By Glenn Oliver
The American Society of Civil Engineers estimates that America’s water/wastewater infrastructure needs $1.3 trillion dollars of investment over the next 25 years.The vast majority of the money needed for this investment is not likely to come as grants from the federal government
– in fact federal grant monies for water infrastructure has seen a significant decline since the early 1980s. Today it is commonly understood that the funds needed are more likely to come from bonds, loans, or financing through public/private partnerships. In either case, the investment will come in the form of funds that have to be repaid by the ratepayers. It is not unusual to see water and sewer rates rising at 2-7% annually to cover the costs of debt service or to provide direct infrastructure financing for infrastructure projects. In its latest annual survey of water price trends in 30 large U.S. cities Circle of Blue found that the average price of residential drinking water for a family of four using 100 gallons per person per day rose 3.3 percent in 2018. California had the highest increases. Prices at the 50-gallon-per-person level in Fresno, Los Angeles, San Diego, San Francisco, and San Jose climbed more than 7 percent. Residents of San Jose (17.8 percent), Fresno (15.4 percent), and Los Angeles (13 percent) absorbed the three highest price increases in the survey.

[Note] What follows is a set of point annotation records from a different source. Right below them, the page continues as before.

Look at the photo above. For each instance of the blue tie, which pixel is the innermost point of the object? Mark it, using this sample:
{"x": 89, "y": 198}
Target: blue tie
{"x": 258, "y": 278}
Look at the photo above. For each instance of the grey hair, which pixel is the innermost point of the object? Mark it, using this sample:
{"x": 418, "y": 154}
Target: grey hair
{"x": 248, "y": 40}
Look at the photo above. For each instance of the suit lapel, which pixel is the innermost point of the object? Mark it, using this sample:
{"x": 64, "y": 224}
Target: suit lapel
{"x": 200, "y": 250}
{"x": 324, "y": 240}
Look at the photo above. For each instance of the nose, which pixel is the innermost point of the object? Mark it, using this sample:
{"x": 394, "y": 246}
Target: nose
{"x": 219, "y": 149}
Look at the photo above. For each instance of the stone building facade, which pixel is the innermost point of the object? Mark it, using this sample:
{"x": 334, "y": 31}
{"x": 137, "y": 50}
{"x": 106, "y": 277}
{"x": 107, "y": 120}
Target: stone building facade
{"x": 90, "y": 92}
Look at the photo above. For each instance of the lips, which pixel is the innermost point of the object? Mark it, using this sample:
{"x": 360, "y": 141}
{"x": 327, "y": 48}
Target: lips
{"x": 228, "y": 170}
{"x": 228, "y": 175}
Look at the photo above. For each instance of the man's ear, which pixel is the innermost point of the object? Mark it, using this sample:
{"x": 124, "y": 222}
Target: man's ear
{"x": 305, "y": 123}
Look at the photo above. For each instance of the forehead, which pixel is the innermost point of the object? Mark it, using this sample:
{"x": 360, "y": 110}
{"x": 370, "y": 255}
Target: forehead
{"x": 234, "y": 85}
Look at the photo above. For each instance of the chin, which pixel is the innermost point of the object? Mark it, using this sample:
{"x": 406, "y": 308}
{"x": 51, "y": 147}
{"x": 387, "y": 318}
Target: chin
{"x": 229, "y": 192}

This trend is going to continue due to the nation’s crumbling water/sewer infrastructure. This present a problem because rates are rising but average American wages are not. In fact, a recent poll by Bankrate suggests that American wages are stagnating (62% of workers surveyed said that they had not received a pay raise in the past 12 months). According to Pew Research Center, the average worker today has slightly less purchasing power than the average worker in 1973, after factoring in inflation. With water rates continuing to rise and wages stagnating (and real purchasing power decreasing), we are heading towards a nationwide water affordability crisis. In 2018, the online publication, Water Deeply, reported that the poorest Californians are paying as much as a fifth of their incomes for water. According to Food & Water Watch, more than a third of U.S. households may soon be unable to pay their water bills. The point is highlighted by the following graphic:
It is time for water utilities to become aware of this looming issue and ensure that they are regularly exploring ways to improve efficiency and contain (or reduce) costs. Secondly, water utilities should develop a communications plan to explain to their communities the actions being done to improve operational efficiency and contain (or reduce) costs. This will help the community be more accepting of rate increases. They will still probably not like it, but at least they will be able to see that the utility is taking steps to minimize the amount of the rate increases. Utilities should also consider ways to share information, eliminate duplicated costs, and increase cooperative procurement – these are common sense steps that a community could easily see as meritorious steps to reduce costs. Now is the time to look at all ideas and innovations for efficiency and cost savings – before water affordability becomes a crisis.